What Jindal fails to realize is reminders about a failure to act are going to keep coming at least over the next couple of weeks, and maybe several months now that one conservative activist has said he will challenge the measure if it becomes law on the basis that Art. X Sec. 29.1 of the Louisiana Constitution defines legislators as “part-time public servants.” Meanwhile, he seems to underestimate the penalties by not vetoing and to overestimate the costs of vetoing.

He has to recognize that the greatest strength he can bring to bear to favor his program is public opinion. No matter how many muscles legislative leaders may try to flex, they cannot hold back a wildly popular governor, and that’s what he will return to if he vetoes. So when Jindal states that popularity is at loggerheads with his ability to pass his program, it reveals a shocking ignorance about how the political world works.

Added to the strength conveyed by popularity are a good minority of legislators who will back him on this whose numbers seem to be growing as they better detect the public’s revulsion at the size and scope of the raise – many of whom also support his ideas. His only cost is to break one promise to leaders at the expense of another he made to voters not to support a raise concurrent with the existing term in office, which this one does. And, he should make no mistake, not vetoing will be seen by the public as tacit support no matter how many times he says he really is against it.

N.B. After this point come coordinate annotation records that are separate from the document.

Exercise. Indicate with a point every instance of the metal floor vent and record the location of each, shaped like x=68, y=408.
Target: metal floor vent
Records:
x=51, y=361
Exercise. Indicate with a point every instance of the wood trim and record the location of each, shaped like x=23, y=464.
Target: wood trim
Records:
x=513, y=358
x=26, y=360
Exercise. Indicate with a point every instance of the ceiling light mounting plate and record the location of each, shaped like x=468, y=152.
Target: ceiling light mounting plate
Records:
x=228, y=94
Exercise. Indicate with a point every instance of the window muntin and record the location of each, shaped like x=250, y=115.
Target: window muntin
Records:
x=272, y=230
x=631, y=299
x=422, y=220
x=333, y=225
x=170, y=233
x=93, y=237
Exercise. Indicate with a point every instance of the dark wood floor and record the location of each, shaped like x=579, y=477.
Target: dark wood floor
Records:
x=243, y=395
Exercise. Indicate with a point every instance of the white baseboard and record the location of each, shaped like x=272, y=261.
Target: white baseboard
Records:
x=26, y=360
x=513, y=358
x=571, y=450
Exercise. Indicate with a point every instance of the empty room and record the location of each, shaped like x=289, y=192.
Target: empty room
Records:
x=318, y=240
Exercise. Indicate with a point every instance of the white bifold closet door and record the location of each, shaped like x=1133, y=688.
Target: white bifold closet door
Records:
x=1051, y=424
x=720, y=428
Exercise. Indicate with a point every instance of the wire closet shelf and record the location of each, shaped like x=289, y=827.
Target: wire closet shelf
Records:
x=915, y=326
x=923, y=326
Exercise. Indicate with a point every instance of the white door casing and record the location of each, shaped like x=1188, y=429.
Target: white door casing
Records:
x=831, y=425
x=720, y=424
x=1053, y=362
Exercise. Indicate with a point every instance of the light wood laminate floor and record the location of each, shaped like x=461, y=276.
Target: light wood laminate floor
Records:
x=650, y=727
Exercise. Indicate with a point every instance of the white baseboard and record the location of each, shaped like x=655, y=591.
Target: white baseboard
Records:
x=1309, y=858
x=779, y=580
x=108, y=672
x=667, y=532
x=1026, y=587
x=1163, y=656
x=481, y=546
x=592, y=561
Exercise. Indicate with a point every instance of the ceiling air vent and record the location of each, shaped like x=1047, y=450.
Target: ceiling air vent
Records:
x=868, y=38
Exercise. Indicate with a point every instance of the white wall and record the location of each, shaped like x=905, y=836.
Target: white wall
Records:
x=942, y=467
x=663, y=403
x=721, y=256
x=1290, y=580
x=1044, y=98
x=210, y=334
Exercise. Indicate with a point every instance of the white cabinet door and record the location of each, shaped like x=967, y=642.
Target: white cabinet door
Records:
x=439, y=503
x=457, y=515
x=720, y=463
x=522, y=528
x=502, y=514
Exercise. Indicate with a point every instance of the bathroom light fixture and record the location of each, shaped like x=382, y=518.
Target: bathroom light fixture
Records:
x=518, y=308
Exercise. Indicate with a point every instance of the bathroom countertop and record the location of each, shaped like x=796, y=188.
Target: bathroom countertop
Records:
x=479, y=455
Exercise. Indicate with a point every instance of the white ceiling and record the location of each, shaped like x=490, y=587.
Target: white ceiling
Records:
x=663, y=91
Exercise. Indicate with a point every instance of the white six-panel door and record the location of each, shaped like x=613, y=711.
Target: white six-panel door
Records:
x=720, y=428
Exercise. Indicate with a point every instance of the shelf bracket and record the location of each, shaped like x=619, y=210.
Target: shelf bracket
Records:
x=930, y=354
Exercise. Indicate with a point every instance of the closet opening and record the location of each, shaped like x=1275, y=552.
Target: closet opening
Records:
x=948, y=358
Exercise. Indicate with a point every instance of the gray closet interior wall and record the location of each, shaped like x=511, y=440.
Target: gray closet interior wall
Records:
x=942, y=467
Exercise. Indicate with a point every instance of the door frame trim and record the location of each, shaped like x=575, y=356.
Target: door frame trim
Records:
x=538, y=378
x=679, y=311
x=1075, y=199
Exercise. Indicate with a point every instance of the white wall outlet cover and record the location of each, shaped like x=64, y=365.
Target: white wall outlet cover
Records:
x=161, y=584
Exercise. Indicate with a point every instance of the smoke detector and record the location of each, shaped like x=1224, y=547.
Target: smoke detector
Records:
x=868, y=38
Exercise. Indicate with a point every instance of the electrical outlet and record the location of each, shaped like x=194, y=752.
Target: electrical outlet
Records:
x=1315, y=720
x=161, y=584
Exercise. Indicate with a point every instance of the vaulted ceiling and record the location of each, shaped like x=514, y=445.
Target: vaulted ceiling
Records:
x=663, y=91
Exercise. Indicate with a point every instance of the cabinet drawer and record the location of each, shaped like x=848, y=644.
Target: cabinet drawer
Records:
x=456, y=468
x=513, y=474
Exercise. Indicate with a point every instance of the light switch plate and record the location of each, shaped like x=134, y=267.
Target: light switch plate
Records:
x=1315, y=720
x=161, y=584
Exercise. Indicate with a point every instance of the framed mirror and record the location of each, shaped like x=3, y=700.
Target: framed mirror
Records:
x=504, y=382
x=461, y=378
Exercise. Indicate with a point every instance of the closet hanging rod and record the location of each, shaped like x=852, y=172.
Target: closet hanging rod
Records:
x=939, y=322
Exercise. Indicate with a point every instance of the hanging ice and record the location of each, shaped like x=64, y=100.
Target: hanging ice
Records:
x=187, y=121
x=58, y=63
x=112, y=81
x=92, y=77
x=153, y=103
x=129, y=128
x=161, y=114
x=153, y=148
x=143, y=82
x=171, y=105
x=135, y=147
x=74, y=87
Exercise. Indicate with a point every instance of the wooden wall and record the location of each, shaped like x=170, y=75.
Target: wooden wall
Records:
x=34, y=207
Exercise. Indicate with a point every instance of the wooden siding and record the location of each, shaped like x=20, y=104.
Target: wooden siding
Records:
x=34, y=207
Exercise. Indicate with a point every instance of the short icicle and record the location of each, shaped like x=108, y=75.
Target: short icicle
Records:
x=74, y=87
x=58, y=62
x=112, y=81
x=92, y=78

Not vetoing destroys this public legitimacy he could have earned by keeping a promise and doing what was popular to voters, and forfeits support he could derive from opponents of the raise in the Legislature. Many in the Legislature may like him as a result but whether this would aid his agenda is debatable. He will be seen as a weakling and treated as such by them and, unless he can get it all through in the next three years, at this point it is uncertain whether he’ll be allowed by the voters to have four more years to finish, perhaps primarily because of a failure to veto. Penalties don’t get much higher than that.

The potentially fatal political miscalculations Jindal is making are he does not understand the ability to push his program is unlikely to be significantly improved by letting the bill go into law whereas his agenda likely will be by vetoing it. Why he does not get that he will come out weaker without a veto may be explained only either by some misguided belief in the absolute good of legislative independence, or just sheer ineptitude maybe hoisted on his own petard by keeping himself too insulated during this legislative session.

Perhaps the most difficult thing for a political figure to learn is prudence, figuring out when a minor retreat in upholding a lesser principle will lead to greater gains in implementing policy based on greater principles. If Jindal has not figured this out, his administration will go down in flames, and deservedly so.